Elmer Hackney

No. 20, 34
- Position: Fullback

Personal information
- Born: July 8, 1916 Oberlin, Kansas, U.S.
- Died: May 30, 1969 (aged 52) Manhattan, Kansas, U.S.
- Height: 6 ft 2 in (1.88 m)
- Weight: 205 lb (93 kg)

Career information
- College: Kansas State
- NFL draft: 1940: 11th round, 92nd overall pick

Career history
- Philadelphia Eagles (1940); Pittsburgh Steelers (1941); Detroit Lions (1942–1946);

Awards and highlights
- First-team All-Big Six (1938); Second-team All-Big Six (1937); Kansas Sports Hall of Fame (2003);

Career NFL statistics
- Rushing yards: 846
- Rushing average: 3.8
- Receptions: 19
- Receiving yards: 135
- Total touchdowns: 12
- Stats at Pro Football Reference

= Elmer Hackney =

American football player (1916–1969)

Elmer Loyd Hackney (July 8, 1916 – May 30, 1969) was a professional American football running back in the National Football League (NFL).

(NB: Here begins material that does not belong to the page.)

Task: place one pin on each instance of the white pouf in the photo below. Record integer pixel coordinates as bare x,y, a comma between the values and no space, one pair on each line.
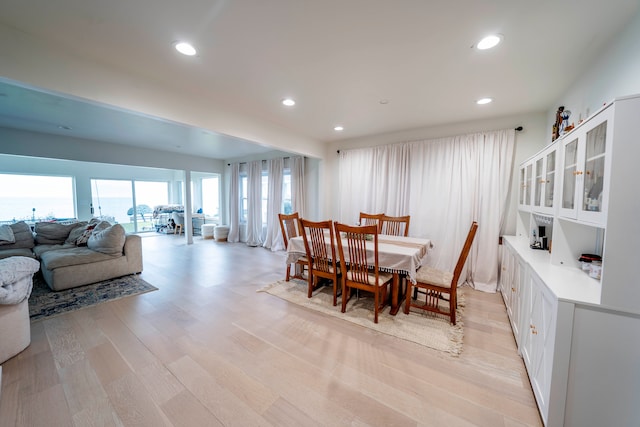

Hackney was an 11th-round selection (92nd overall pick) by the Philadelphia Eagles in the 1940 NFL draft out of Kansas State University. Hackney played seven seasons for the Eagles (1940), the Pittsburgh Steelers (1941), and the Detroit Lions (1942–1946). He was known as the "One Man Gang," "Stinkfist," and "Iron Man".

In college, Hackney was an All-Conference back and was also twice the collegiate national champion at shot put (1938 and 1939). He set an American record of 55 feet, 11 inches, and qualified for the 1940 U.S. Olympic Team, but the Games were cancelled because of World War II.